For starters, we still don’t understand key tenets of quantum weirdness. Take entanglement: the existence of a telepathic link between spatially separated particles runs counter to all our ideas about how the universe works. Nor do we have a grip on what distils the objective, classical reality we see from the myriad possibilities for what a quantum object might be when it is measured (see “Who or what collapses the wave function?”). That’s a big omission.
It gets worse. Zoom out a tiny bit and you realise that you can’t get the rules of chemistry – how atoms and molecules combine, and the properties of those combinations – from quantum theory. “This has prompted some philosophers to argue against the fundamentality of quantum mechanics,” says Vanessa Seifert at the University of Bristol, UK. Zoom out a lot and it becomes more troubling still, because of the incompatibility of quantum mechanics and general relativity.
All in all, it is clear we need to do better.
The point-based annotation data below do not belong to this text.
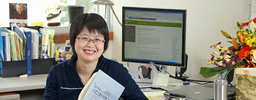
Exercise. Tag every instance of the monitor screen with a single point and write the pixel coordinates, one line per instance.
(152, 35)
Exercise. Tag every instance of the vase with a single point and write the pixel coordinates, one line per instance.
(228, 76)
(220, 87)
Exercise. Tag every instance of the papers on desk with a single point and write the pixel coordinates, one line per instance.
(9, 96)
(154, 94)
(162, 79)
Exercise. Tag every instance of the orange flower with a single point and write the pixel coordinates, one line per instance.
(245, 52)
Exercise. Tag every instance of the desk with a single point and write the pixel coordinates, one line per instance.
(29, 88)
(20, 84)
(169, 88)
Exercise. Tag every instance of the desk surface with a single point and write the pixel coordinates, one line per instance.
(25, 83)
(39, 81)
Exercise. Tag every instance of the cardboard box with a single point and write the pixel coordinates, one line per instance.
(245, 83)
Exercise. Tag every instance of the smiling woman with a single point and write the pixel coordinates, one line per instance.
(89, 39)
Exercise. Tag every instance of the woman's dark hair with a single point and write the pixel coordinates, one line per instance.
(93, 22)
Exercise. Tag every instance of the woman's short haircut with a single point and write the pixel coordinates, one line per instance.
(93, 22)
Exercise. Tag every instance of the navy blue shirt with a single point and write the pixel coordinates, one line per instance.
(64, 83)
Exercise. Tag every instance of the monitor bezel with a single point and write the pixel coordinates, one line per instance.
(156, 9)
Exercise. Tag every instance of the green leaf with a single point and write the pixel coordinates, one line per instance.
(229, 42)
(208, 72)
(238, 24)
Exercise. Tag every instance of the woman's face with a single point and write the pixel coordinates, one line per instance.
(92, 50)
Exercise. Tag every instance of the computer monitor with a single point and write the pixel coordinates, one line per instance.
(153, 35)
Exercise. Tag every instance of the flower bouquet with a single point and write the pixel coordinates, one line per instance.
(241, 53)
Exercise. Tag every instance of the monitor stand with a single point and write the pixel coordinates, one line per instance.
(181, 70)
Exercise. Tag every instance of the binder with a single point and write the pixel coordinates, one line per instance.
(35, 40)
(6, 44)
(28, 53)
(13, 47)
(40, 45)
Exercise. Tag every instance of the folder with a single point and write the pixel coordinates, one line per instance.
(35, 40)
(40, 45)
(28, 53)
(13, 47)
(6, 44)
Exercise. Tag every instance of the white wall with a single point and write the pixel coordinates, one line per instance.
(205, 19)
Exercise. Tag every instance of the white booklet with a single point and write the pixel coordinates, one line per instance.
(101, 87)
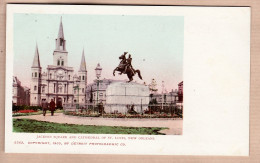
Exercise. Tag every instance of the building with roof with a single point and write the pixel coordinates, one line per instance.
(59, 81)
(21, 95)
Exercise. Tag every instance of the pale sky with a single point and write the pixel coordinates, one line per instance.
(154, 42)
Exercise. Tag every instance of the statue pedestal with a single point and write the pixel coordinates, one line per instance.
(121, 96)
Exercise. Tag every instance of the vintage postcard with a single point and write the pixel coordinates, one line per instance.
(109, 80)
The hunch is that just as classical physics emerges from quantum physics, there might be a deeper theory from which quantum physics arises. But what would it look like? Ciarán Lee and John Selby, who work at the Perimeter Institute in Ontario, Canada, have suggested that we will have to lose at least one, and possibly two, cherished notions in physics: causality and the idea that information is always conserved. A deeper theory without these can, in the right circumstances, be translated into the quantum theory we know. Alternatively, we could choose to ditch Einstein’s conception of space-time or the notion of human free will. “There are multiple ways quantum theory could be modified and only experiment can decide what is correct,” says Magdalena Zych at the University of Queensland in Australia.
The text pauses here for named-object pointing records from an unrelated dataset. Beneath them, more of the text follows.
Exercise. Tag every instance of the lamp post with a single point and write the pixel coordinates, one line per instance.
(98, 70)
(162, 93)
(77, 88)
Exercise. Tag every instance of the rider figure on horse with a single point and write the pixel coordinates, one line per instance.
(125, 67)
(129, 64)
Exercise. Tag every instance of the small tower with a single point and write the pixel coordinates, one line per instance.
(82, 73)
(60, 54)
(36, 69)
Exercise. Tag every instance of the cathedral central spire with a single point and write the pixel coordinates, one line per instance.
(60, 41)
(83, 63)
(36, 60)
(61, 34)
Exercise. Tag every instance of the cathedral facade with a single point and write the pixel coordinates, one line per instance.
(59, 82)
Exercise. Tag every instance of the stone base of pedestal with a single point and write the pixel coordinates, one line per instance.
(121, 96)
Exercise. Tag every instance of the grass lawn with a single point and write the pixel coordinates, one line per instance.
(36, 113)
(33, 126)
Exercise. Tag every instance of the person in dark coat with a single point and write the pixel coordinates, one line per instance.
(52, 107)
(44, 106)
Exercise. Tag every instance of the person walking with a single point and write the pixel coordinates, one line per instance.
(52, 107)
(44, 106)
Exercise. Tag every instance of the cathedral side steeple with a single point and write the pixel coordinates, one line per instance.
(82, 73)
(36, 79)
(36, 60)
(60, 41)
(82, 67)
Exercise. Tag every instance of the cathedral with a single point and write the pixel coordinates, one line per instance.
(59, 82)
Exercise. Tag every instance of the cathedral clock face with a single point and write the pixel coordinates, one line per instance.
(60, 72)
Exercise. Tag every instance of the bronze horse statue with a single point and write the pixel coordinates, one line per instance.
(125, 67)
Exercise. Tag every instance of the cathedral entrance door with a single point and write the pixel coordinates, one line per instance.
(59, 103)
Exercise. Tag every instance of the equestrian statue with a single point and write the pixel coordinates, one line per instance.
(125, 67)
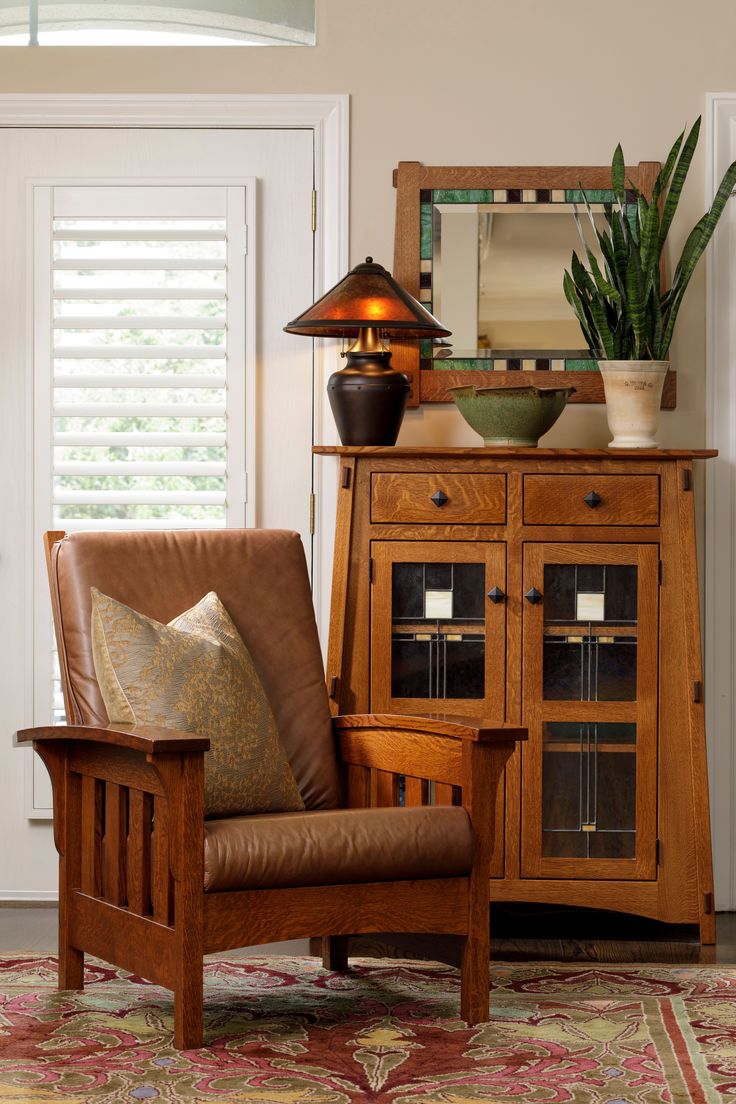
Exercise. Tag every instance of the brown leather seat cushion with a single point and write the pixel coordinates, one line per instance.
(334, 847)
Some researchers hoped, for instance, to see a revealing deviation from the predictions of quantum theory when a third slit was added to the classic double-slit experiment that reveals the wave-particle duality of quantum objects. They hoped in vain.
Or perhaps we need a new version of the Schrödinger’s cat thought experiment to stimulate further progress? Renato Renner and Daniela Frauchinger at the Swiss Federal Institute of Technology in Zurich recently provided just such a thing. In it, a couple of extra observers watch the original experiment observing a potentially dead-and-alive cat. That creates a complicated quantum scenario where no one can agree on the state of the cat, potentially exposing a hidden flaw in quantum theory – although no one can agree what.
Chiara Marletto at the University of Oxford hopes that quantum theory’s problems might force us to approach physics differently altogether. The traditional way of formulating laws of physics says that laws of motion or change, together with some initial conditions, are all that’s available to make sense of the universe. “We are reaching a bottleneck,” she says. “This approach cannot grasp everything when it comes to the physics of information, the physics of life and thermodynamics,” she says. Her new angle of attack, called constructor theory, seeks to reformulate laws of physics in terms of “counterfactual” laws about what can and can’t happen.
For his part, Carlo Rovelli at the University of Aix-Marseille in France argues that no deeper theory will free us from the weirdness of quantum theory. “We might find something that goes behind quantum theory; nothing is definitive and final,” he says. “But I expect that if we do, it will be even more strange to us than quantum theory.”
The other possibility, of course, is that such a deeper theory doesn’t exist. “There is simply no guarantee that any mathematical theory can faithfully and completely represent the universe,” says Zych.